J’ai récemment reçu la lettre d’une jeune femme qui effectuait son retour au judaïsme. Élevée dans un foyer laïc, ses frères et sœurs ont contracté des mariages mixtes (avec l’approbation des parents), elle connaissait mieux les fêtes chrétiennes que les juives. Sa vie changea radicalement lorsqu’une femme orthodoxe fut embauchée dans le cabinet d’avocats où elle travaillait, s’est liée d’amitié à elle et l’a invitée pour un Chabbath. Ce Chabbath a été une expérience transformative, qui a été le facteur déclencheur de son périple de retour vers la foi juive.
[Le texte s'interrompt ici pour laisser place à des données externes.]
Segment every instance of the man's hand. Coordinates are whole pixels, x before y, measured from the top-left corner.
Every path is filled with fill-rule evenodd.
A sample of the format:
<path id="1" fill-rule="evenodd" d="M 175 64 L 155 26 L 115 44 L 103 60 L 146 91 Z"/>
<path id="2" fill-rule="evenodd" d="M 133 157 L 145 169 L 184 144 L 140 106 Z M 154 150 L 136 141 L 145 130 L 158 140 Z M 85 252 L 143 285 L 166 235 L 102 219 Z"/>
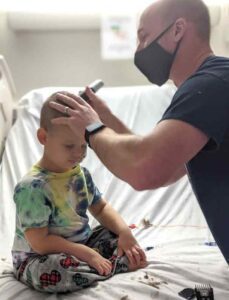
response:
<path id="1" fill-rule="evenodd" d="M 81 97 L 64 92 L 58 93 L 57 99 L 64 104 L 50 102 L 50 107 L 63 114 L 67 113 L 67 116 L 53 119 L 53 124 L 68 125 L 73 132 L 78 134 L 79 131 L 83 133 L 88 125 L 100 121 L 95 110 Z M 67 110 L 66 107 L 68 107 Z"/>
<path id="2" fill-rule="evenodd" d="M 88 103 L 97 112 L 102 122 L 107 124 L 107 118 L 112 114 L 110 108 L 89 87 L 86 88 L 86 94 L 89 98 Z"/>
<path id="3" fill-rule="evenodd" d="M 138 245 L 129 229 L 121 232 L 118 239 L 118 256 L 126 255 L 131 266 L 140 267 L 146 263 L 145 252 Z"/>

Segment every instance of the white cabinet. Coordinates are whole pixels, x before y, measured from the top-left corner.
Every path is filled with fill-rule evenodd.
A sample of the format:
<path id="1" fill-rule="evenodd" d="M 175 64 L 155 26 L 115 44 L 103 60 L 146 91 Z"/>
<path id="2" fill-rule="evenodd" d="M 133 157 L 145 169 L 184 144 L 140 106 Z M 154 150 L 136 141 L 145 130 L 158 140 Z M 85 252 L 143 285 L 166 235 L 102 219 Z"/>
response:
<path id="1" fill-rule="evenodd" d="M 0 55 L 0 156 L 4 141 L 12 126 L 15 87 L 10 70 L 3 56 Z"/>

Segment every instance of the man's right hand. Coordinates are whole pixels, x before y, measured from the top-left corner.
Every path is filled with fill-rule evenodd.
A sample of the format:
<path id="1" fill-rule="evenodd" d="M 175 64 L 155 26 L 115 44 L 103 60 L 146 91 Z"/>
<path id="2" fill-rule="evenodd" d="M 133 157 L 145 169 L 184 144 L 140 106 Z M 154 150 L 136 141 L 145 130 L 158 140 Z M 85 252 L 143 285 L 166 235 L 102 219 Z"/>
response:
<path id="1" fill-rule="evenodd" d="M 87 102 L 97 112 L 101 121 L 107 125 L 107 118 L 112 114 L 110 108 L 89 87 L 86 87 L 86 95 L 89 98 Z"/>

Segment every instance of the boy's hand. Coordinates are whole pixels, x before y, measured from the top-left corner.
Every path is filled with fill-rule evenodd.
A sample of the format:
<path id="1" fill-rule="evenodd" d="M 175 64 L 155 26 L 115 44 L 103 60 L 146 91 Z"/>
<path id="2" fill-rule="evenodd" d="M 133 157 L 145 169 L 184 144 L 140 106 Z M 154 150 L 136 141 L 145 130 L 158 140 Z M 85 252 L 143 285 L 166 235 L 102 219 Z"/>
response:
<path id="1" fill-rule="evenodd" d="M 96 269 L 99 275 L 109 275 L 112 270 L 111 262 L 108 259 L 102 257 L 96 251 L 94 252 L 95 254 L 90 255 L 90 258 L 86 262 L 89 264 L 89 266 Z"/>
<path id="2" fill-rule="evenodd" d="M 132 266 L 141 267 L 146 263 L 145 252 L 138 245 L 129 228 L 119 234 L 118 256 L 126 255 Z"/>

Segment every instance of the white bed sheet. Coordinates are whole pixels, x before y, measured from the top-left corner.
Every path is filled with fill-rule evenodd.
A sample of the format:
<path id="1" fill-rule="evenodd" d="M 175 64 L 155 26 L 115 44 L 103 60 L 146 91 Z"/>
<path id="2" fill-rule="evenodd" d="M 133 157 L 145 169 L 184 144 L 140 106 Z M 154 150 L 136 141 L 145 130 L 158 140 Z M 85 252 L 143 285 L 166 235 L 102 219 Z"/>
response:
<path id="1" fill-rule="evenodd" d="M 12 275 L 10 248 L 14 234 L 13 188 L 35 163 L 42 148 L 36 140 L 39 111 L 48 95 L 57 90 L 43 88 L 25 95 L 19 103 L 19 116 L 6 142 L 0 172 L 0 300 L 11 299 L 182 299 L 178 292 L 198 283 L 210 283 L 215 299 L 229 299 L 229 270 L 212 241 L 205 219 L 192 193 L 188 179 L 155 191 L 134 191 L 113 176 L 89 150 L 83 165 L 92 173 L 104 197 L 124 217 L 136 224 L 140 244 L 147 251 L 149 266 L 132 273 L 116 275 L 96 287 L 67 295 L 41 294 L 30 290 Z M 174 87 L 104 88 L 99 94 L 112 111 L 134 132 L 148 133 L 171 101 Z M 153 172 L 153 170 L 152 170 Z M 92 226 L 96 222 L 90 219 Z"/>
Tout ceci a eu lieu il y a deux ans, lorsqu’elle avait trente-deux ans, et maintenant, à l’âge de trente-quatre ans, elle est anxieuse d’avancer dans la vie, de se marier et de fonder un foyer juif authentique. Deux raisons sérieuses l’ont incitée à m’écrire : la première, pour l’aider à trouver son Basherte, son âme sœur, et la seconde, pour  obtenir des conseils pour améliorer son observance du judaïsme. Elle cherchait spécifiquement de l’aide pour la prière. Elle reconnaissait la centralité de la prière dans le judaïsme, mais elle se sentait indigne. Elle redoutait que son incapacité à se concentrer fût une indication des cicatrices laissées sur son âme par l’époque où elle était laïque. Elle se sentait frustrée et se demandait si elle pourrait un jour surmonter le passé, et se retrouver sur le même pied que ceux qui ont été nourris par le judaïsme de la Torah. Elle se sentait particulièrement troublée et désavantagée en cette période avant les Jours Redoutables où l’accent est mis sur la prière.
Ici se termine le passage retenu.